Hopea pterygota
- Conservation status: Least Concern (IUCN 3.1)

Scientific classification
- Kingdom: Plantae
- Clade: Embryophytes
- Clade: Tracheophytes
- Clade: Angiosperms
- Clade: Eudicots
- Clade: Rosids
- Order: Malvales
- Family: Dipterocarpaceae
- Genus: Hopea
- Species: H. pterygota
- Binomial name: Hopea pterygota P.S.Ashton

= Hopea pterygota =

- Genus: Hopea
- Species: pterygota
- Authority: P.S.Ashton
- Conservation status: LC

Species of tree

Hopea pterygota is a tree in the family Dipterocarpaceae, native to Borneo.

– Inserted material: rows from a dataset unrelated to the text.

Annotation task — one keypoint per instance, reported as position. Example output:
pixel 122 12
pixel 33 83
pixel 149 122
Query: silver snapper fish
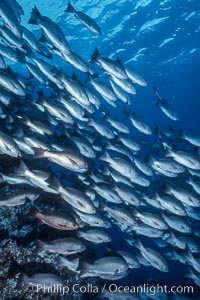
pixel 130 259
pixel 151 219
pixel 8 146
pixel 95 236
pixel 67 159
pixel 19 198
pixel 9 81
pixel 140 124
pixel 124 167
pixel 84 19
pixel 104 266
pixel 37 178
pixel 187 197
pixel 186 159
pixel 72 265
pixel 51 29
pixel 153 257
pixel 65 246
pixel 76 198
pixel 9 17
pixel 58 220
pixel 177 223
pixel 114 68
pixel 134 76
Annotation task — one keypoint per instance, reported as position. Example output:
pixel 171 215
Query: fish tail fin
pixel 95 56
pixel 40 246
pixel 105 156
pixel 138 244
pixel 166 189
pixel 188 254
pixel 39 153
pixel 89 79
pixel 70 8
pixel 85 269
pixel 127 112
pixel 22 168
pixel 76 261
pixel 56 184
pixel 21 56
pixel 2 178
pixel 35 16
pixel 21 280
pixel 43 39
pixel 33 212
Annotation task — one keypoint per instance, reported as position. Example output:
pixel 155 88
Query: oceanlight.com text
pixel 113 288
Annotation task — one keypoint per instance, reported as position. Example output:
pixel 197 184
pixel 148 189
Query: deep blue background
pixel 161 40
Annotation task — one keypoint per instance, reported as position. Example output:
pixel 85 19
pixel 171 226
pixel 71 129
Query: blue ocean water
pixel 160 39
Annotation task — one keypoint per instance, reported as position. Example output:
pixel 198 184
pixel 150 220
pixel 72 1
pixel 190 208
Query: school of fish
pixel 61 141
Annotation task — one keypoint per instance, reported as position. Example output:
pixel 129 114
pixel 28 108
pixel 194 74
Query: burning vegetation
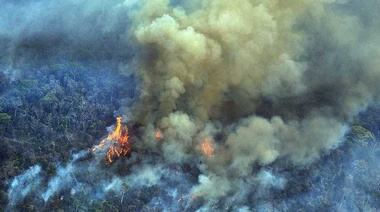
pixel 117 142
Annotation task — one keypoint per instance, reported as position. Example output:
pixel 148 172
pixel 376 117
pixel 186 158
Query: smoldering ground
pixel 268 84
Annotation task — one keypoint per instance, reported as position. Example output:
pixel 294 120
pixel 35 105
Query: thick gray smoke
pixel 234 87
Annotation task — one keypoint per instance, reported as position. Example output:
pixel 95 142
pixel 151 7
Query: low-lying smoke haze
pixel 239 91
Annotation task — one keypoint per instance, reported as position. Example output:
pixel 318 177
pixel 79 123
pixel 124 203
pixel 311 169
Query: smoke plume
pixel 238 90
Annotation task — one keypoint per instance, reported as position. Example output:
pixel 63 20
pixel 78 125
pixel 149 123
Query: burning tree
pixel 117 141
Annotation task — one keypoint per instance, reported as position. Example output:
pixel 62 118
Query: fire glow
pixel 119 146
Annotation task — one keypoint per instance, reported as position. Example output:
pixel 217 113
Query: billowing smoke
pixel 238 90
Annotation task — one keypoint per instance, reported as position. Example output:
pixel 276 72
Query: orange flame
pixel 207 148
pixel 120 146
pixel 158 134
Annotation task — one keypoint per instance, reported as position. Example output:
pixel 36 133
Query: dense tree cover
pixel 47 111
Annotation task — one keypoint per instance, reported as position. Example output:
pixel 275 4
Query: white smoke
pixel 267 82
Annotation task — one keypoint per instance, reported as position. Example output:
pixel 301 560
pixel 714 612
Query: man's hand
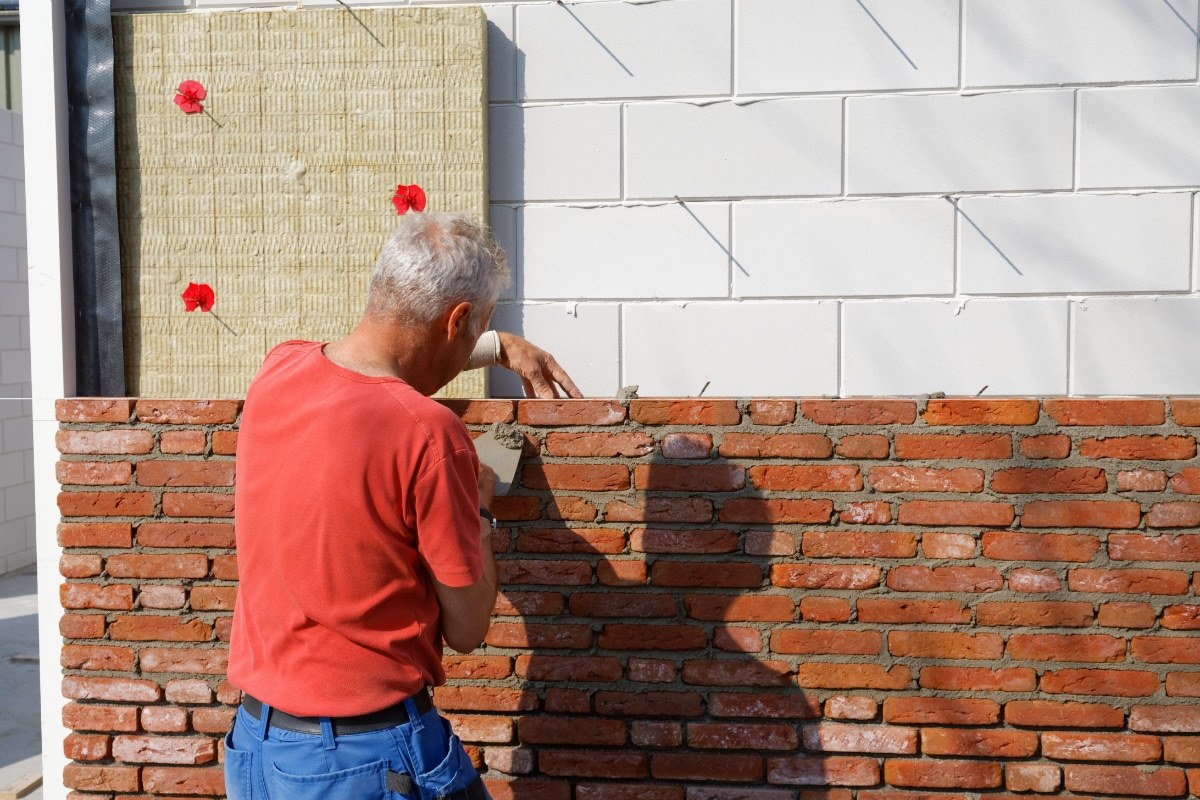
pixel 539 372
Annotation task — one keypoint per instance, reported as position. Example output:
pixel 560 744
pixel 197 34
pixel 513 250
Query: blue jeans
pixel 420 759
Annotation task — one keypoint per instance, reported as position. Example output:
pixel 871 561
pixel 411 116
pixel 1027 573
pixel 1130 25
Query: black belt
pixel 387 717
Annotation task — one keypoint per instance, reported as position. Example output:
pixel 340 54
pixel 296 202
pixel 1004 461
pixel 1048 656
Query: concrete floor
pixel 21 735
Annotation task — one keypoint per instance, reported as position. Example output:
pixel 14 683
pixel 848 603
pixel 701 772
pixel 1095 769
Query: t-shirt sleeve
pixel 447 516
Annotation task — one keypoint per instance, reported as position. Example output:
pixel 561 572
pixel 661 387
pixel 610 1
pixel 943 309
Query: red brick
pixel 985 744
pixel 954 445
pixel 1055 647
pixel 1081 513
pixel 945 578
pixel 687 411
pixel 1013 546
pixel 1133 582
pixel 192 441
pixel 1105 683
pixel 763 705
pixel 159 629
pixel 556 572
pixel 653 637
pixel 775 445
pixel 701 672
pixel 852 675
pixel 591 763
pixel 871 512
pixel 558 731
pixel 185 473
pixel 649 704
pixel 930 773
pixel 96 657
pixel 825 576
pixel 91 716
pixel 138 565
pixel 629 444
pixel 707 767
pixel 1048 445
pixel 95 534
pixel 1174 515
pixel 577 668
pixel 954 512
pixel 1053 714
pixel 823 770
pixel 94 473
pixel 772 411
pixel 1067 480
pixel 81 565
pixel 843 738
pixel 1179 650
pixel 1129 614
pixel 940 710
pixel 538 635
pixel 95 409
pixel 1164 547
pixel 978 679
pixel 868 445
pixel 755 510
pixel 117 690
pixel 183 780
pixel 1140 447
pixel 570 540
pixel 106 504
pixel 95 777
pixel 858 543
pixel 871 609
pixel 197 504
pixel 660 510
pixel 727 735
pixel 1141 480
pixel 859 411
pixel 1131 781
pixel 185 534
pixel 742 608
pixel 925 479
pixel 592 477
pixel 82 626
pixel 939 644
pixel 117 596
pixel 695 573
pixel 697 477
pixel 1105 411
pixel 672 540
pixel 825 642
pixel 1035 614
pixel 687 445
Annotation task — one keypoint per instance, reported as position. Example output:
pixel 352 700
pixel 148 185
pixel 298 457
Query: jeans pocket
pixel 366 782
pixel 239 770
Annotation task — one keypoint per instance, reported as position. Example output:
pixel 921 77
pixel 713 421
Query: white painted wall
pixel 877 196
pixel 16 388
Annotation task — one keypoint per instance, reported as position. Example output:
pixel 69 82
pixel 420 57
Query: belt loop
pixel 264 722
pixel 414 716
pixel 327 733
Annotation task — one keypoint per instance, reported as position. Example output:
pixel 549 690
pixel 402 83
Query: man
pixel 364 534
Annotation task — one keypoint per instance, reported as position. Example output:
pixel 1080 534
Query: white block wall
pixel 845 197
pixel 16 389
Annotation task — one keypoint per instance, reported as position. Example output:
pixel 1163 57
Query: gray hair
pixel 433 260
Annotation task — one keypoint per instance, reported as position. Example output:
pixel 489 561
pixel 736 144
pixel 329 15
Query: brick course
pixel 768 600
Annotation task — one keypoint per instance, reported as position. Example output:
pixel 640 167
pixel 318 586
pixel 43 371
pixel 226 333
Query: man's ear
pixel 459 320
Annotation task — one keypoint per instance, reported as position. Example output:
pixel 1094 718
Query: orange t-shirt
pixel 353 494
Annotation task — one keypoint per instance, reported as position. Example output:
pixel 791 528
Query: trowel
pixel 501 450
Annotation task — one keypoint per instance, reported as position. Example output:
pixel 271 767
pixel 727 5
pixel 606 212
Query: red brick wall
pixel 711 600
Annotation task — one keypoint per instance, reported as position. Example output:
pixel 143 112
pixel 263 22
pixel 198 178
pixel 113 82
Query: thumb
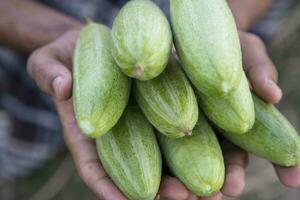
pixel 51 76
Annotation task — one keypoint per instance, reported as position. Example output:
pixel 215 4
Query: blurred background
pixel 57 179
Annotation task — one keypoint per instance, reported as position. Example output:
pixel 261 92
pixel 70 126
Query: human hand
pixel 51 66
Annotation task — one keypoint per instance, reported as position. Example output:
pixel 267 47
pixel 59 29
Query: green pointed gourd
pixel 272 136
pixel 168 101
pixel 196 160
pixel 100 89
pixel 233 112
pixel 130 155
pixel 142 39
pixel 207 43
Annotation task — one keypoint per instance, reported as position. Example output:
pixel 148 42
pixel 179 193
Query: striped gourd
pixel 130 155
pixel 233 112
pixel 100 89
pixel 272 136
pixel 207 43
pixel 142 39
pixel 196 160
pixel 168 101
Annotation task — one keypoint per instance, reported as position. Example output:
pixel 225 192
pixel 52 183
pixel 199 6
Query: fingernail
pixel 57 85
pixel 277 92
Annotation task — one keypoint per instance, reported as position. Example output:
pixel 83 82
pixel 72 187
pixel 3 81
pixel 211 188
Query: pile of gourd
pixel 162 115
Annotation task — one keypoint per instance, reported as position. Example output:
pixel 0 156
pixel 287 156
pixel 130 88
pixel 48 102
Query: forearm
pixel 248 12
pixel 26 25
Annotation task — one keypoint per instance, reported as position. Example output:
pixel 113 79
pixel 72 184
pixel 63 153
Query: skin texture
pixel 207 43
pixel 84 150
pixel 272 136
pixel 169 101
pixel 234 112
pixel 196 160
pixel 50 66
pixel 99 85
pixel 131 156
pixel 142 39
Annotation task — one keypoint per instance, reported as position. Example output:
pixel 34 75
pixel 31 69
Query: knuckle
pixel 253 39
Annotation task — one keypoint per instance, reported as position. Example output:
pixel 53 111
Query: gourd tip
pixel 138 71
pixel 157 197
pixel 88 20
pixel 188 133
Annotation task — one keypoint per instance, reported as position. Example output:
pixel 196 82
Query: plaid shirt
pixel 30 131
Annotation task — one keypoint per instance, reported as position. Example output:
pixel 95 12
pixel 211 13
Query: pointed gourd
pixel 168 101
pixel 142 39
pixel 100 89
pixel 207 43
pixel 233 112
pixel 272 136
pixel 196 160
pixel 130 155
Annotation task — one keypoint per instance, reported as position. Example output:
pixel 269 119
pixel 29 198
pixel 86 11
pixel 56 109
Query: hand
pixel 51 66
pixel 262 75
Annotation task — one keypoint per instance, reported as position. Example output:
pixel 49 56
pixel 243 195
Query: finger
pixel 288 176
pixel 51 76
pixel 236 160
pixel 85 156
pixel 259 68
pixel 217 196
pixel 192 197
pixel 171 188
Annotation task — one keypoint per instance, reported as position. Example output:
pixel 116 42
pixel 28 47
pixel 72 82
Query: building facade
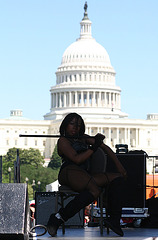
pixel 85 83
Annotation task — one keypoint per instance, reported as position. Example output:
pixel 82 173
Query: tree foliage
pixel 31 167
pixel 56 160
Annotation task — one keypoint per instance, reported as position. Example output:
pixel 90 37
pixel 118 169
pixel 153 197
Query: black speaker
pixel 134 194
pixel 14 211
pixel 47 203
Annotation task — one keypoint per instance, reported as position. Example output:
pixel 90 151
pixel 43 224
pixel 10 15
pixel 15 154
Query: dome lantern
pixel 85 24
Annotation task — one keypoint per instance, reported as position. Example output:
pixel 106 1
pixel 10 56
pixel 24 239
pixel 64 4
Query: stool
pixel 98 165
pixel 64 192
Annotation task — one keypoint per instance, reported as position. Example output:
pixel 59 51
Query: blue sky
pixel 35 33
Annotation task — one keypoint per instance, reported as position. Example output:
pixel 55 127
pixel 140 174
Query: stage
pixel 91 233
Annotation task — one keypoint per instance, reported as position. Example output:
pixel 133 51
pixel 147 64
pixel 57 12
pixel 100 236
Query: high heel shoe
pixel 53 225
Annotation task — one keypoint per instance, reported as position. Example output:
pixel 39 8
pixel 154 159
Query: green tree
pixel 56 160
pixel 28 157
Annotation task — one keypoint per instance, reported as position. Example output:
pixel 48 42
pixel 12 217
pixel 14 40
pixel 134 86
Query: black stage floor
pixel 94 233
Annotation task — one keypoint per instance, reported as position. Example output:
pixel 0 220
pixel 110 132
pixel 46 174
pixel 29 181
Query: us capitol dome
pixel 85 80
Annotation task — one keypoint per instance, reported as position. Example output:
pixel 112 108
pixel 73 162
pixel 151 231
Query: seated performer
pixel 76 149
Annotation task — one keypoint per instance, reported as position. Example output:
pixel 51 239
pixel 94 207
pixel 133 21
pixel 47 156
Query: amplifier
pixel 47 203
pixel 134 194
pixel 14 211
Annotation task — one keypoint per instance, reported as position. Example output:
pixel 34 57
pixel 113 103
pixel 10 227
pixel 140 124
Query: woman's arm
pixel 113 156
pixel 65 148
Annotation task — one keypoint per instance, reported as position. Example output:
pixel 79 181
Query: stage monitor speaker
pixel 14 211
pixel 134 194
pixel 47 203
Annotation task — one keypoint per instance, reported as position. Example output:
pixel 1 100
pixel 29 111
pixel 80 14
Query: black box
pixel 47 203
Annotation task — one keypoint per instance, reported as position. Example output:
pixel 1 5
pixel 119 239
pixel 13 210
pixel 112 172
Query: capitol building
pixel 85 83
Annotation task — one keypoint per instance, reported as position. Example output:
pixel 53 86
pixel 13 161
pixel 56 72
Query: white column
pixel 82 104
pixel 99 99
pixel 88 98
pixel 109 136
pixel 117 135
pixel 56 99
pixel 76 99
pixel 60 103
pixel 70 102
pixel 93 99
pixel 64 99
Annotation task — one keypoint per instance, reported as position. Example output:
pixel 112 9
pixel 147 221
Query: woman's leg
pixel 79 180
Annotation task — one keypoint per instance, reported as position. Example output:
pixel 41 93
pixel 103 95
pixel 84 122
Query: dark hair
pixel 68 119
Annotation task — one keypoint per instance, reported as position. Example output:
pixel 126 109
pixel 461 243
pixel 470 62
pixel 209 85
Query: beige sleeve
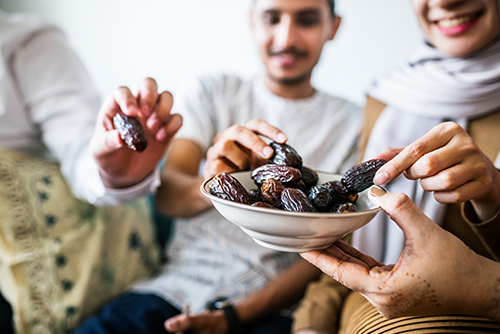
pixel 320 308
pixel 487 231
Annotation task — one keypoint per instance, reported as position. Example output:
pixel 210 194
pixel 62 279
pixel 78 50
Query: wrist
pixel 230 313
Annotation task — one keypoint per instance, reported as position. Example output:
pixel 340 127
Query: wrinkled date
pixel 340 194
pixel 131 132
pixel 295 200
pixel 285 184
pixel 309 176
pixel 283 174
pixel 344 208
pixel 228 187
pixel 263 205
pixel 285 155
pixel 360 177
pixel 320 197
pixel 271 192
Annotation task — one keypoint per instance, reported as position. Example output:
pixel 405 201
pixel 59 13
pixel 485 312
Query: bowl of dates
pixel 294 209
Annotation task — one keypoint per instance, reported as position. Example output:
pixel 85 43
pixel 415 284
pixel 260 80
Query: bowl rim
pixel 282 212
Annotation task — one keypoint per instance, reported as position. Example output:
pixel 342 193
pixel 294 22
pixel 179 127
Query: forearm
pixel 280 293
pixel 488 206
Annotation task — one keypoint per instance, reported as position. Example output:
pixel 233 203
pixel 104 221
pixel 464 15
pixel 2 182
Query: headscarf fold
pixel 433 87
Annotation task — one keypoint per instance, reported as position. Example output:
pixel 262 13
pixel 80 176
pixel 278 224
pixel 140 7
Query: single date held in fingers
pixel 131 132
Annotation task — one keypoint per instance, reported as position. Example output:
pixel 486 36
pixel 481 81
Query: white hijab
pixel 433 87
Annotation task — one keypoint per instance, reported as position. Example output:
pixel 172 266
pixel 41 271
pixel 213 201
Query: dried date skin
pixel 340 194
pixel 360 177
pixel 295 200
pixel 344 208
pixel 255 196
pixel 227 187
pixel 263 205
pixel 284 174
pixel 320 197
pixel 285 155
pixel 309 176
pixel 271 192
pixel 131 132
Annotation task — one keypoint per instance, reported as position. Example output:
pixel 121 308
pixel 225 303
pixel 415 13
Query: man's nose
pixel 285 34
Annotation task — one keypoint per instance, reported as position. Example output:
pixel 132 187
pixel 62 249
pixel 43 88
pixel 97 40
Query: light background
pixel 122 41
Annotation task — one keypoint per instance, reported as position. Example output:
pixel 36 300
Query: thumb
pixel 403 212
pixel 106 142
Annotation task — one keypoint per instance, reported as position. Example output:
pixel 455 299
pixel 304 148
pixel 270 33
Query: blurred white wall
pixel 122 41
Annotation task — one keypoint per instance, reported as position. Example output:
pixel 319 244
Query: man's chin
pixel 290 81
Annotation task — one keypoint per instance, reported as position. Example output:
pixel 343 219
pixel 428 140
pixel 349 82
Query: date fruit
pixel 360 177
pixel 320 197
pixel 131 132
pixel 295 200
pixel 284 174
pixel 309 176
pixel 226 186
pixel 271 192
pixel 285 155
pixel 263 205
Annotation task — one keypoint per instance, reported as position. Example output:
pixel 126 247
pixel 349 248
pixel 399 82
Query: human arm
pixel 236 148
pixel 63 107
pixel 424 279
pixel 119 166
pixel 448 162
pixel 282 292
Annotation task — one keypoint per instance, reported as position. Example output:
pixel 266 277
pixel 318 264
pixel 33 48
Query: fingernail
pixel 377 192
pixel 267 151
pixel 381 178
pixel 282 137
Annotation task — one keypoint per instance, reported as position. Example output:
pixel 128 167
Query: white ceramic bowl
pixel 292 231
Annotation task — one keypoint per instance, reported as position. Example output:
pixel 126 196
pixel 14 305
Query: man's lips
pixel 455 25
pixel 287 59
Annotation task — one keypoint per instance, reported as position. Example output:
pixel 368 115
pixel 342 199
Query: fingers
pixel 414 223
pixel 147 96
pixel 248 136
pixel 267 130
pixel 346 270
pixel 178 323
pixel 160 114
pixel 438 137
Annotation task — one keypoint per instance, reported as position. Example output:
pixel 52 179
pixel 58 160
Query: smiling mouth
pixel 458 21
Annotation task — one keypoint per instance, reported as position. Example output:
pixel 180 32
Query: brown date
pixel 309 176
pixel 339 193
pixel 285 155
pixel 131 132
pixel 360 177
pixel 344 208
pixel 320 197
pixel 295 200
pixel 255 196
pixel 284 174
pixel 271 192
pixel 263 205
pixel 226 186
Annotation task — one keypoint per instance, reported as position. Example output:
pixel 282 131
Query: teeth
pixel 455 22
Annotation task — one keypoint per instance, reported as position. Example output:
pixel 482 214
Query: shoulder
pixel 18 29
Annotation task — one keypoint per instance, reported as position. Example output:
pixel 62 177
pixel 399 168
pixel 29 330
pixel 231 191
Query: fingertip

The specific epithet pterygota means "winged", referring to the fruit.

==Description==
Hopea pterygota grows up to 10 m tall, with a trunk diameter of up to 10 cm. The bark is smooth. The leathery leaves are lanceolate to oblong and measure up to 28 cm long. The nuts are egg-shaped and measure up to 0.7 cm long.

==Distribution and habitat==
Hopea pterygota is endemic to Borneo. Its habitat is dipterocarp forests, at elevations of 700–800 m.